A BEC scammer has pleaded guilty to his part in an operation in which he and co-conspirators tricked two US universities into sending over $872,000 to their accounts.
In July 2918, the University of California San Diego (UCSD) was sent an email spoofed to come from a Dell account demanding the institution redirect its payments to the firm to a new bank account in Minnesota.
The bank account belonged to Amil Hassan Raage, who pleaded guilty to fraudulently receiving nearly $750,000 in 28 payments from the university, From August 8 to September 12 2018.
Raage apparently withdrew the money each time it was wired and transferred it to another account.

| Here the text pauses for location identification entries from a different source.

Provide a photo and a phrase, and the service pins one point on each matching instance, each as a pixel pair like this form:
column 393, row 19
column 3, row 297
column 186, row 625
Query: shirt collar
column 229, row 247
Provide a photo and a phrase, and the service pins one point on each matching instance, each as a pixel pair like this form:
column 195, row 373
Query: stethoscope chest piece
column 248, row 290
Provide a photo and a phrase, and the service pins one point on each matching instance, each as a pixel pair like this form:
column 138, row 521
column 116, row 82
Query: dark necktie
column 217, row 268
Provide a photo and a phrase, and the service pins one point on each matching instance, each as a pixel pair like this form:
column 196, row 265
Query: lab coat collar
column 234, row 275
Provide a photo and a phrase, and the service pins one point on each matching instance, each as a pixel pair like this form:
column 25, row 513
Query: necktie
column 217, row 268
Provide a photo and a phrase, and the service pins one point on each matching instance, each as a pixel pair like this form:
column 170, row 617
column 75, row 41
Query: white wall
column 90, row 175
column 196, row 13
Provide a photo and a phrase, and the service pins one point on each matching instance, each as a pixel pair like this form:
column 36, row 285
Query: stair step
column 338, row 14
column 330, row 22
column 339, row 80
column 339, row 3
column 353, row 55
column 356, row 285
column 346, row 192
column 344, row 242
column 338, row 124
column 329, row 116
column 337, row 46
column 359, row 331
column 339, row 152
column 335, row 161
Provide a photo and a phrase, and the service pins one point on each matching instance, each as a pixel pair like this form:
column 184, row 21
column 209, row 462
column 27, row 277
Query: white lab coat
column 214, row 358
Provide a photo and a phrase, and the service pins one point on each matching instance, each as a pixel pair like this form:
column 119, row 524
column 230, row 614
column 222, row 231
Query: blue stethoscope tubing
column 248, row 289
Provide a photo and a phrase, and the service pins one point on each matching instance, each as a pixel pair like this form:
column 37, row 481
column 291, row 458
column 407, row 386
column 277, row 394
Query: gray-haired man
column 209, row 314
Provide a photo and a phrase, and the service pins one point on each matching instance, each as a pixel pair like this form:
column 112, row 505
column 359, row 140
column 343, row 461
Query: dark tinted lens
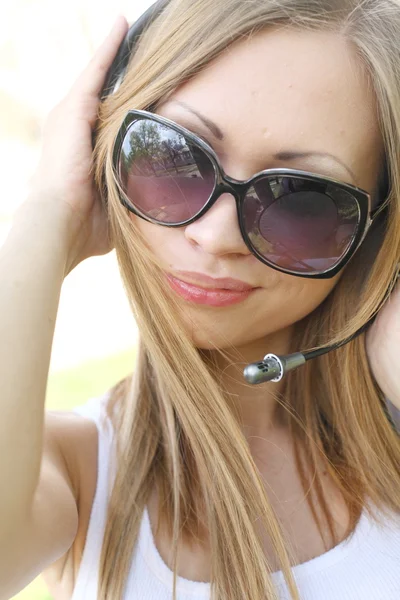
column 163, row 175
column 299, row 224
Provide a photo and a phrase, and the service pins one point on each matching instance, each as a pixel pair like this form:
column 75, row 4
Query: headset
column 271, row 367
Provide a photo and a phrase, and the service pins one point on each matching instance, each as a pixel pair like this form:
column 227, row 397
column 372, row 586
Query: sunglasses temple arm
column 273, row 367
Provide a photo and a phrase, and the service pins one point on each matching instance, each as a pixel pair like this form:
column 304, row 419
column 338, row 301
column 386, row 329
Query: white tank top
column 365, row 566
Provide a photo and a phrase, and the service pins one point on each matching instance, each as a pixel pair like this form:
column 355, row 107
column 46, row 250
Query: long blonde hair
column 174, row 426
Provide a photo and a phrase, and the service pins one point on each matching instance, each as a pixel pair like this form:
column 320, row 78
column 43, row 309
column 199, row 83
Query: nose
column 217, row 232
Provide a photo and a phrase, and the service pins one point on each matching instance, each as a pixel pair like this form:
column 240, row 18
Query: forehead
column 289, row 89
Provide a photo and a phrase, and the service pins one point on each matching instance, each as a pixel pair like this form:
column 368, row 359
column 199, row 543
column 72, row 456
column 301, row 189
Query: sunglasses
column 294, row 221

His unnamed co-conspirators played a major part in the operation, by creating the spoofed Dell email account from a base in Kenya.
They went through the same modus operandi to defraud a second US university, this time based in Pennsylvania.

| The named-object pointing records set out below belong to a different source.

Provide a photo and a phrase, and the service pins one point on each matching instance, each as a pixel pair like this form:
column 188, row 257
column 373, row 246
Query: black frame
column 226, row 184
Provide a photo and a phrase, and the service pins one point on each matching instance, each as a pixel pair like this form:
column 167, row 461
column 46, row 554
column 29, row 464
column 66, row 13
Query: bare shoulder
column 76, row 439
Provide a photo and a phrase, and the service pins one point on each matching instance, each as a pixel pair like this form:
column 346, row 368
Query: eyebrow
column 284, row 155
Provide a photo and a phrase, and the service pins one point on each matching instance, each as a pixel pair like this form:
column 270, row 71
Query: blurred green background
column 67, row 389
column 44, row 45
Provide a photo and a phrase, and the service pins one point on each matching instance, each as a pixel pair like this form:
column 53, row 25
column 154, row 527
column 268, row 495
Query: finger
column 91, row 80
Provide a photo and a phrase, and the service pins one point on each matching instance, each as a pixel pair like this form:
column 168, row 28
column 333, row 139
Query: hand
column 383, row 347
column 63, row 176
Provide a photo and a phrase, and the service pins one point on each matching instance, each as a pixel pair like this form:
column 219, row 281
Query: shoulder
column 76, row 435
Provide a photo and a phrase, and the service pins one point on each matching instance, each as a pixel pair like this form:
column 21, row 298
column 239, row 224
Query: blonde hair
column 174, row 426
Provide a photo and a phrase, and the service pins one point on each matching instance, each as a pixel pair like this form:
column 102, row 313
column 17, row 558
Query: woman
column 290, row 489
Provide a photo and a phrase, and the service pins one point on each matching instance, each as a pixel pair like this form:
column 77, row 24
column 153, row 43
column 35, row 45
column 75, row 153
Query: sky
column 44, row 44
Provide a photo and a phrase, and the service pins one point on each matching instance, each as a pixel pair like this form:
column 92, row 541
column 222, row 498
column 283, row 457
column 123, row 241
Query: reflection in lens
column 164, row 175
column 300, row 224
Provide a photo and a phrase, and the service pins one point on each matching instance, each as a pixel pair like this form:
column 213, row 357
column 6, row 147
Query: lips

According to the Department of Justice (DoJ), the group again used the fake Dell email to trick university officials into wiring funds to a different account.
In total, it sent six payments of over $123,000.
After the Wells Fargo bank in Minnesota froze Raage’s account, he fled the country in September to Kenya, only to be tracked down by local law enforcers working with the FBI’s legal attache in the African country.
He was finally arrested in May 2019 and extradited a couple of weeks after.
“Modern criminals like Raage have ditched the ski mask and getaway vehicle and opted for a computer as their weapon of choice. As this defendant has learned, we are matching wits with new-age thieves and successfully tracking them down and putting an end to their high-tech deception,” said US attorney Robert Brewer.
BEC attacks cost businesses nearly $1.3bn last year, nearly half of the total cybercrime losses recorded by the FBI.